AppForge, under new CEO Gary Warren, who has a mandate to refocus the company’s target market from consumer to enterprise developers, this week began shipping Crossfire 5.0, a mobile and wireless cross-application development environment designed for Microsoft .Net developers.
The technology lets developers who use Visual Basic (VB) .Net write an application once and redeploy it with minimum changes on Palm OS, Symbian OS and the Nokia Series 60 platform devices.
“To run on Palm, a developer only needs to modify the user interface, and that’s maybe a day or two of work. All the building tools are in Crossfire, but all the benefits of the debugger and IDE are still there from .Net,” said Doug Benson, vice-president of marketing.
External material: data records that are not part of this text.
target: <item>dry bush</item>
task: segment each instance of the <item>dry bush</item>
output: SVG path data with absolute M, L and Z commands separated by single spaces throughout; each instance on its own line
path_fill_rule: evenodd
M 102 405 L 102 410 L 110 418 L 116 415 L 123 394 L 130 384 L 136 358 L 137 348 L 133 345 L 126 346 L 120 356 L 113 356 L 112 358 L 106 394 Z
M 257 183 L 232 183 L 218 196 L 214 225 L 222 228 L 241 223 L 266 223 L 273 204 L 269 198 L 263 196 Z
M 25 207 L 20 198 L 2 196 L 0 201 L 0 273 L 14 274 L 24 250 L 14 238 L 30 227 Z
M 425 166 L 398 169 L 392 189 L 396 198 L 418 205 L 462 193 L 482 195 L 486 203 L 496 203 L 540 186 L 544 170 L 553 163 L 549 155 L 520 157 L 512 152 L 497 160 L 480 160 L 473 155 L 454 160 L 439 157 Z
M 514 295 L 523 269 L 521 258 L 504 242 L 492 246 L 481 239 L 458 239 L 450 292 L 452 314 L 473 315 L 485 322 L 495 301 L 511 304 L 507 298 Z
With mobile devices constantly being updated and upgraded by manufacturers, the company is also using a subscription service model to keep developers up to date on changes to mobile hardware platforms and operating systems.
“We have taken our run time and we are redefining it as a device definition, similar to the way you think of a virus protection program,” said Benson.
While Crossfire promises to make the life of system integrators and in-house corporate developers easier on the technology side, Warren also said that Crossfire offers a quasi-political solution to a perennial IT management problem.
“If senior managers are telling IT to use Microsoft .Net, we can extend beyond that to a more diverse environment,” said Warren. “We bridge the gap between what senior management wants and what IT wants to use.”
The current version also includes full support for bar code readers, scanners and radio frequency identification (RFID ). It supports VB .Net, and the next version will support Microsoft C# as well.
“C# is getting popular and we are getting a lot of requests for it, so we moved it up in our schedule,” Benson added.